Take the estimated expression models for \(\alpha \in \{0, \alpha^*\}\), and plot the average marginal density for each, superimposed on the original data.

res[opt.x] = scmodes.ebpm.ebpm_unimodal(x, np.exp((1 - opt.x) * np.log(s)), mixcompdist='halfuniform')
pmf = dict()
for alpha in (0, opt.x):
  g = np.array(res[alpha].rx2('fitted_g'))
  a = np.fmin(g[1], g[2])
  b = np.fmax(g[1], g[2])
  sa = np.exp((1 - alpha) * np.log(s))
  comp_dens_conv = np.array([((st.gamma(a=k + 1, scale=1 / sa.values.reshape(-1, 1)).cdf(b.reshape(1, -1)) - st.gamma(a=k + 1, scale=1 / sa.values.reshape(-1, 1)).cdf(a.reshape(1, -1))) / np.outer(sa, b - a)).mean(axis=0) for k in y])
  comp_dens_conv[:,0] = st.poisson(mu=s.values.reshape(-1, 1) * b[0]).pmf(y).mean(axis=0)
  pmf[alpha] = comp_dens_conv @ g[0]
cm = plt.get_cmap('Dark2')
plt.gcf().set_size_inches(4, 2)
plt.hist(dat.X[:,query], bins=np.arange(dat.X[:,query].max() + 1), color='k', density=True)
for i, k in enumerate(pmf):
  plt.plot(y, pmf[k], c=cm(i), lw=1, label=rf'$\alpha$ = {k:.3g}')
plt.xlabel('Number of molecules')
plt.title(gene_info.loc[dat.var.index[query], 'name'])

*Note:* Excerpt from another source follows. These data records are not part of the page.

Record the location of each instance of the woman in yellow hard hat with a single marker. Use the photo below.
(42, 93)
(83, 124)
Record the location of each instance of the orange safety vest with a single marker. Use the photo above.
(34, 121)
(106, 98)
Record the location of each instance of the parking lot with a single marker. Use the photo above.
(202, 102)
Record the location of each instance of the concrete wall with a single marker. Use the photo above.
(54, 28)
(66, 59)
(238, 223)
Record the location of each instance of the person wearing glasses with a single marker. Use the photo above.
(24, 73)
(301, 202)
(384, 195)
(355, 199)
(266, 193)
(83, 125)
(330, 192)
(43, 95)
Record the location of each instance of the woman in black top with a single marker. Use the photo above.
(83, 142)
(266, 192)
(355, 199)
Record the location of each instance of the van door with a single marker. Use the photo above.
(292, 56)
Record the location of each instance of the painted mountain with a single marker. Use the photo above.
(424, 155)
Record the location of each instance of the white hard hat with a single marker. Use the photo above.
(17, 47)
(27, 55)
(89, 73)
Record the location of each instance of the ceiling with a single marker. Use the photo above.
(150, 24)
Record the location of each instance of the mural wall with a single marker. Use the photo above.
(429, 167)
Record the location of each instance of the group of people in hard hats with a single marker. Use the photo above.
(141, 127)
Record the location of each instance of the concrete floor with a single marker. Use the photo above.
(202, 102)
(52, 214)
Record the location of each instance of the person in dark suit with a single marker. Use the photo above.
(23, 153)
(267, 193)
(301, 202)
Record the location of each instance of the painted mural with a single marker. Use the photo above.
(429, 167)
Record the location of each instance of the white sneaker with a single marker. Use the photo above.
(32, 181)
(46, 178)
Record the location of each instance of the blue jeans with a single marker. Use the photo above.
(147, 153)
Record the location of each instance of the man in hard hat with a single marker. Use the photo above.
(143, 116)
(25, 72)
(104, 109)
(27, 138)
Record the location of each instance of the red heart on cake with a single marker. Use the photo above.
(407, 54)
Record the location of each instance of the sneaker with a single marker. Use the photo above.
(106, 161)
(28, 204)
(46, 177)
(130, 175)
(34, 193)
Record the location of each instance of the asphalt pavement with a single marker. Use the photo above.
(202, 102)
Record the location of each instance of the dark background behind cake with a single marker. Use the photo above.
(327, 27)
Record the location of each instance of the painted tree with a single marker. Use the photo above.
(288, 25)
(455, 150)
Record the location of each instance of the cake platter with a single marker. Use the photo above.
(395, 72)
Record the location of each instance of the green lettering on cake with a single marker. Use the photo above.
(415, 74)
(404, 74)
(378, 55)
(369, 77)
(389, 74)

Compare the log likelihood of the model \(\alpha = \alpha^*\) against \(\alpha = 0\).

res[opt.x].rx2('loglik') - res[0].rx2('loglik')

Related work

Wang et al. 2018 include a “log-linear form” for the size factor in the method DESCEND, which has exactly the same form proposed here (they cite Bacher et al. 2017 for inspiration). However, they did not consider the impact of changing the size factor on the interpretation of the latent gene expression levels.